– Одно остается: бежать без оглядки, – кричал он, – бежать, и шабаш! Куда ни обернись – склыка[1] одна. И больше ничего как склыка… Я теперь говорю своему сыну: «Митька, жениться тебе ноне о покрове на Варьке». Девка такая есть: Варька. – Нет, говорит, я не женюсь, она, говорит, Варька-то, рябая… Рябая! А?.. Да что бы я с ним по прежним временам сделал за такие его слова? – Лаврентий вперил в отца Юса такой взор, от которого тот завертелся, как на горячей сковороде. – По-прежнему я бы на нем, на стервеце, места живого не оставил, вот бы я что сделал!.. Варька – рябая, а Чепыркина солдатка – не рябая?.. Хорошо. И теперь прямо я его, моего сына Митьку, хлобыснул вилами. Ведь сын он мне, ты как понимаешь?.. Плечо я ему переломил.
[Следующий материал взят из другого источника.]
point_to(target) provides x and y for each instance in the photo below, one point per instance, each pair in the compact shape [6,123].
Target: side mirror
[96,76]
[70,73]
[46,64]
Ладно; в больницу… К мировому… к следующему…[2] Да ведь плоть-то моя?.. Ведь от меня она произошла, плоть-то, а!.. – Отец Лаврентий выпил еще и поднес старцу. Старец, вместо молчания, стал теперь шептать что-то и быстро перебирать четками. Из его глаз по временам выкатывались слезы.
– Легче же я уйду в обитель, – продолжал Лаврентий. – Чего мне? Тут тишина, пчелки гудут, липки вот расцветут, дай-кось… Никого я не вижу… Порядки ихние поганые до меня не доходят, – голос его дрогнул. – Эх, батюшки вы наши, господа Бегичевы! – воскликнул он. – Бывало что – бывало, я приду, паду в ноги: «Батюшка сударь, Анифат Егорыч, сподобь моему сынку невесту подобрать…» – «А какую?» – скажет… «Такую-то, мол». – «Чем нравна?» – «Работой, досужеством…» – и готово. Вот они как, дела-то, вершились! И был порядок. У нас в Бегичевке-то сто дворов было, а теперь триста двадцать. Откуда? Поделились: сыны своим умом захотели жить… Своим умом! Да отколе у тебя ум-то, у подлеца, взялся?.. В кабаке ты его нажил-то, что ли? Ну-ка, вот сидит барин, – Лаврентий указал на меня, ну-ка, спроси у него: что бы он по прежним временам с умниками-то с этими сделал? А на конюшню! розог! – вот бы что он сделал. И был порядок. У нас какое было заведение: у нас ежели мужик вернулся с базара пьяный – пороть! Шапку не снял перед старшим – драть! Хомутишко у него разорвался – парить его, друга милого!.. Вот!.. Вот это была строгость! Как, бывало, выедет бегичевская-то барщина – глаз отвести невозможно: лошадь к лошади, хомут к хомуту, телега к телеге.
Вдруг заговорил старец.
– Послушайте меня, да и аз возглаголю, – смиренно сказал он.
Лаврентий умолк.
– Отъяся от дщери Сиона вся красота ее, – сказал старец и прослезился. – Были у нас мужички крепостные (плачет)… Были у нас веси и сады… Сам я, смиренный, гва… гва… (всхлипывает от рыданий), гвардии подпоручик… И расточиша… И разбегошася… И на месте ликования – мерзость запустения воцаришася… – и затем запел сквозь слезы голосом тихим и дрожащим: – И бысть по внегда в плен отведен бе Исраиль, и Иерусалим опустошен бяше, сяде Иеремия пророк плачущ, и рыдаше рыданием над Иерусалимом… – после чего умолк и, уже сам налив колеблющейся рукою стаканчик, медленно его выпил.